BOLTON has failed in its bid to become a city.

Chelmsford in Essex, Perth in Scotland, and St Asaph in Wales, have all been given city status to mark the Queen’s Diamond Jubilee.

Bolton had faced competition from Stockport, Reading, St Austell in Cornwall and Medway in Kent, among others.

The council’s official city bid document was sent to Deputy Prime Minister Nick Clegg last May.

Bolton Council leader Cllr Cliff Morris said: “We put in a bid for the official recognition, which we believe Bolton rightly deserved, so we are naturally disappointed not to have been selected.

“However, the process has given us the opportunity to promote all that is good about Bolton.

“We would like to thank everyone for their support and belief in Bolton.”

The council’s director of development and regeneration Keith Davies said the council’s bid document has been used to bring investment to Bolton.

Just one award had been expected, but the Queen honour ed towns in England, Scotland, Wales and Northern Ireland in her Diamond Jubilee year.

The awards were made on the advice of Deputy Prime Minister Nick Clegg, following a competition launched in December 2010. Bolton DJ Mark Radcliffe said: “I don’t personally care whether Bolton is a city.

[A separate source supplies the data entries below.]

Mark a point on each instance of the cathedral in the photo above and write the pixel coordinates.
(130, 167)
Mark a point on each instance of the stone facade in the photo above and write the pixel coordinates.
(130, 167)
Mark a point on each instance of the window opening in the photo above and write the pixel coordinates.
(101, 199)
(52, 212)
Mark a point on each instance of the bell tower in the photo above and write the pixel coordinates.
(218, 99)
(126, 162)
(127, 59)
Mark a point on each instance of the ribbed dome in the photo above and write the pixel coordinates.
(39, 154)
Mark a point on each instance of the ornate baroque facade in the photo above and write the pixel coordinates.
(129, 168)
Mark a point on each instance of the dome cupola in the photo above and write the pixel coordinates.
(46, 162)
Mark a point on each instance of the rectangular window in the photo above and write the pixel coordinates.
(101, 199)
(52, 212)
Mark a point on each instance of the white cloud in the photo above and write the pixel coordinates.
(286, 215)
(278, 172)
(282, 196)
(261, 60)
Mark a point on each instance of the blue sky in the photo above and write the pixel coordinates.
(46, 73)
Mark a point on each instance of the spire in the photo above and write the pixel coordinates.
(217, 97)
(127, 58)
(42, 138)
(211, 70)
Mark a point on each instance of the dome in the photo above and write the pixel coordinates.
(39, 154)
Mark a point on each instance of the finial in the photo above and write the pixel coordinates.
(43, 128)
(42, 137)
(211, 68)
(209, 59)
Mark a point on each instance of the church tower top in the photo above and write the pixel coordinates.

Clearly the great cities of the UK are wonderful places, but there are also some really grim locations that have had city status bestowed upon them. Bolton is, in many ways, the classic northern town and should remain rightly proud of that.”

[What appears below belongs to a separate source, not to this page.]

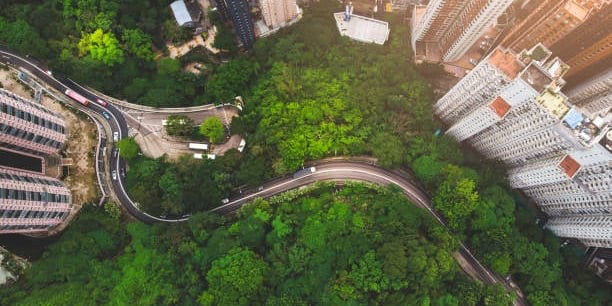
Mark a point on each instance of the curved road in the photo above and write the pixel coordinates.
(328, 171)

Mark Head, a partner with Bradshaw, Gass and Hope architects, engineers and surveyors in Silverwell Street, said: “We have some wonderful heritage and infrastructure already.

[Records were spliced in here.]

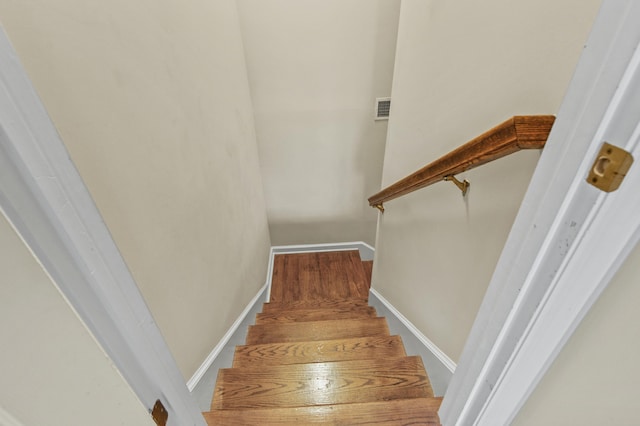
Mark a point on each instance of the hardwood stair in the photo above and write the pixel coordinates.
(319, 354)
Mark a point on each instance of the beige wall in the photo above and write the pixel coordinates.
(53, 372)
(461, 68)
(315, 68)
(152, 100)
(594, 380)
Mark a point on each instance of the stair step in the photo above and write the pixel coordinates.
(297, 315)
(320, 275)
(415, 411)
(313, 304)
(322, 383)
(318, 351)
(317, 330)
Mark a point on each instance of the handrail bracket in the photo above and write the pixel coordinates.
(463, 186)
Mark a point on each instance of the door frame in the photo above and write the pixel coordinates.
(568, 239)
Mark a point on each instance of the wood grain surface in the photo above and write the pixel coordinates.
(377, 347)
(402, 412)
(322, 383)
(317, 314)
(316, 276)
(317, 330)
(518, 132)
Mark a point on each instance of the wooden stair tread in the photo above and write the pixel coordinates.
(314, 304)
(368, 270)
(320, 275)
(377, 347)
(297, 315)
(317, 330)
(322, 383)
(415, 411)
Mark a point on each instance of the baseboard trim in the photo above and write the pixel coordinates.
(197, 376)
(366, 253)
(431, 347)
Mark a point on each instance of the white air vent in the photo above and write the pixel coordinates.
(382, 108)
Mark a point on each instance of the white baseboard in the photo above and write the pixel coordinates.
(197, 376)
(7, 419)
(431, 347)
(366, 252)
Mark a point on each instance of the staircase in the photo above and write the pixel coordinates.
(319, 354)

Let’s make it a place to be proud of again.”

Mark Worsley, a partner with CLB Coopers accountants in Chorley New Road, said: “I was disappointed to hear Bolton has not achieved city status.

The town has a multicultural population of over 250,000 with top level sporting venues and a fantastic university.

John Blackmore, executive director of the Octagon Theatre, said: “I am greatly disappointed that Bolton has missed out. In my 12 years I have seen Bolton burgeoning into an important regional city with first class amenities, a flourishing university and in the Octagon Theatre a major cultural centre with a national recognition.”

In a letter from the Cabinet Office, officials praised the bid, adding that they were particularly impressed by the fact Bolton was a “welcoming, family place”

with a “clear strategy for development”.